New England winters are hard on exterior wood. I’ve refinished enough decks, trim, and siding over the years to have strong opinions about how to do it right. Most of what I’ve seen go wrong came down to one of four things.
Clean it first. Everything else is pointless if you skip this. A pressure washer at low-to-medium pressure works well for decks and rough siding. For trim, a scrub brush and TSP substitute solution is usually sufficient. You’re trying to remove dirt, mildew, and the grey oxidized layer that forms on weathered wood. If you paint or seal over that layer, you’re sealing in a failure that will show itself in two years.
Let it dry completely. Wood needs to be genuinely dry before you apply any finish — not surface-dry, but dry through. In Vermont in the summer, that can mean waiting three or four days after cleaning. If you have a moisture meter, use it. For a deck, I want to see below fifteen percent moisture content before I put anything on it. Most people don’t wait long enough. Most failures I’ve seen trace back to this.
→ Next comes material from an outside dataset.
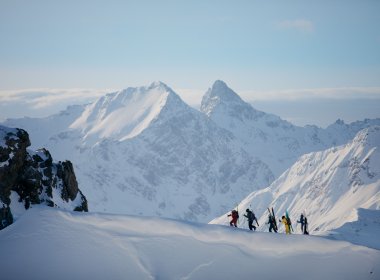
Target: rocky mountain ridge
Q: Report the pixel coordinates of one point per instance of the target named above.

Sand between coats. Not aggressive sanding — just enough to knock down raised grain and give the next coat something to grip. Eighty grit for rough wood, one-twenty for smoother surfaces. This step gets skipped constantly. It matters more than most people think.
Watch the temperature window. This is the Vermont-specific issue. Most exterior finishes have minimum application temperatures — usually around fifty degrees Fahrenheit — and that includes overnight temperatures, not just the temperature when you’re applying. Apply a finish when it’s going to drop to forty that night and you’ll get a poor cure. September is the right time for this work in New England. October is pushing it. If you’re thinking about it in November, wait until spring.
On product choice: I’ve used most of the name brands over the years. They’re not all equal, but the difference between a good product applied correctly and a mediocre product applied correctly is smaller than the difference between any product applied correctly and any product applied badly. Do the prep right. The finish is secondary.